Zilch manages to back away, still keenly aware of the danger he’s in—but he’s unable to fight the toxins and the laughs they’re chemically inspiring. The true height of the trip is still in the mail; that much is without question. Signed, sealed, and soon to be delivered.
He stops laughing as the floor turns into a gluey wood grain paste and Zilch, even knowing that this isn’t real, feels himself sink into it. Just like in South America, this trip, too, takes a turn. His hands slap down hard to catch himself, his arm makes a grinding sound as the broken bones bang together. The floor feels like a paste he’s sinking into, waist-deep, then chest-deep. His face falls off. The wind tosses back the plastic sheet and outside the world is exploding with a billion candy-colored Chernobyl fireflies. It’s great and bad and stupid and scary, all at the same time.
Managing to determine which way is up for a moment, Zilch sees the frog man is just a set of dark footprints on the floor. On elbows and knees (his hands and feet have departed for the time being) Zilch crawls to the doorway and watches the creature trotting back across the lawn. It stops at the pump truck at the edge of the swamp to reach inside, snatch out the stereo it’d been working on when Zilch had interrupted.

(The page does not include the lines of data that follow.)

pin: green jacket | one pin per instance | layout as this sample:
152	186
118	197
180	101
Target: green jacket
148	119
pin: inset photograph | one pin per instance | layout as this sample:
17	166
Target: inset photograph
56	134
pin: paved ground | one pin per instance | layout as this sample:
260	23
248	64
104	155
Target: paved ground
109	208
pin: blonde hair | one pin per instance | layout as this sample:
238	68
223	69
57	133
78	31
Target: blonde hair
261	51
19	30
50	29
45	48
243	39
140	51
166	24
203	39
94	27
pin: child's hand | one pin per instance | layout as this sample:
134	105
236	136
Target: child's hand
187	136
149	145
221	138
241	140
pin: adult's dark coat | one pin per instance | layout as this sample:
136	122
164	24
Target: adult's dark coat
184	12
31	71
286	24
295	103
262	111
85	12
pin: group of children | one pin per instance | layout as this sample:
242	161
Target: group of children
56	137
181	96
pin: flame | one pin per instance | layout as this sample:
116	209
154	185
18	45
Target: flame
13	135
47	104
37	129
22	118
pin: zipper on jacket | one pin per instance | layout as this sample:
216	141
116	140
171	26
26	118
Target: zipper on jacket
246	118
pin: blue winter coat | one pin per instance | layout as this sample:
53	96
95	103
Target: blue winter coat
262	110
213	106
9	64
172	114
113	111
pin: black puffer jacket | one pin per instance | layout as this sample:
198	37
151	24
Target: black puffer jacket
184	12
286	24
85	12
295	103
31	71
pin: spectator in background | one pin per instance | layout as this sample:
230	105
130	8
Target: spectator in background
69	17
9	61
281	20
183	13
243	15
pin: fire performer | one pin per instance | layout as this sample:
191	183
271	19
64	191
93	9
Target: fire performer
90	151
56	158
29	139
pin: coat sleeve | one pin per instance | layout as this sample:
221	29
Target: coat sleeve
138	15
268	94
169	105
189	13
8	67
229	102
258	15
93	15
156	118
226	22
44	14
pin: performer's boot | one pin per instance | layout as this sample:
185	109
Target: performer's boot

Then, wires dangling, it takes a few splashing strides out into the dark water, dives, and is gone, leaving only a faint ripple as any evidence it was ever there.

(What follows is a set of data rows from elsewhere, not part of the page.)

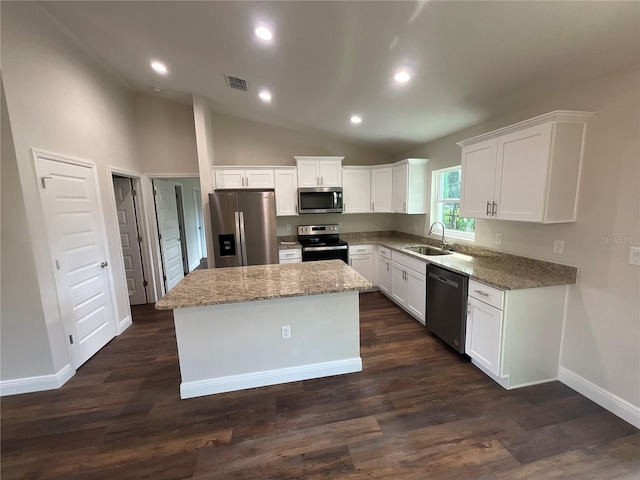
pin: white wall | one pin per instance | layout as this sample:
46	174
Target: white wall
602	329
59	100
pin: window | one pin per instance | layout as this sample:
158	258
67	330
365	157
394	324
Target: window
445	205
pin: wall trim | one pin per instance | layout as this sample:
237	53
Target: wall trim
269	377
616	405
39	383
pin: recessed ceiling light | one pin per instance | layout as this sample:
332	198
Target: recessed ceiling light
402	76
265	96
263	33
159	67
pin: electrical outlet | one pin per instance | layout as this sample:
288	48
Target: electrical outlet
558	246
286	331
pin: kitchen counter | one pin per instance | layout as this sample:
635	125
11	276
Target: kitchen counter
501	270
217	286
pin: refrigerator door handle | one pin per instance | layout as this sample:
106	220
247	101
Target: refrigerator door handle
243	240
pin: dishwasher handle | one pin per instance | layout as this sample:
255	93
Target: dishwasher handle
444	280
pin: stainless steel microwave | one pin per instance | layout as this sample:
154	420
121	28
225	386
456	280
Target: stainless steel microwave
320	200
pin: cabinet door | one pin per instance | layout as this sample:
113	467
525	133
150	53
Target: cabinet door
382	190
330	173
286	188
357	190
229	178
398	284
478	179
484	335
308	173
400	177
416	294
259	178
384	275
363	264
521	173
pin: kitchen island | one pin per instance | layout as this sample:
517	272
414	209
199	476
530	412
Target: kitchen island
230	324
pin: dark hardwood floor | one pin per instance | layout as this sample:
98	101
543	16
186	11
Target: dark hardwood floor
417	411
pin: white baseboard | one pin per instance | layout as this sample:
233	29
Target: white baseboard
269	377
125	323
616	405
36	384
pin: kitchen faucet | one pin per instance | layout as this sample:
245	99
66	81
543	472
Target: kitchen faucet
443	241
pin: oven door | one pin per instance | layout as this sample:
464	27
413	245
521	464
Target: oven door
314	254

Zilch drops to his chest and forces himself onto his back. He cradles his broken arm and stares at the sheetrock ceiling, the hanging wires, and the PVC tubes. He can smell the sylvan and chemical reek of the fiberboard, the nostril-burning smell of the paint, the musty fresh cement. The sounds: the crickets are all playing full-tilt again, each in duet with a frog in one big bog song. The hallucinations keep trying to edge in, shifting these normal things to colorful, bendy alternatives. Zilch stops fighting it. He recalls, at five, eating some of the weird-tasting candy he found in his parents’ nightstand, his first unceremonious exposure to drugs. He had been left home alone that afternoon, with his eight-hit trip. What did I do then? he asks himself. Oh, right. Nothing. What can you do? Once it’s in sponged into the folds of the brain, there ain’t no scratching it back out.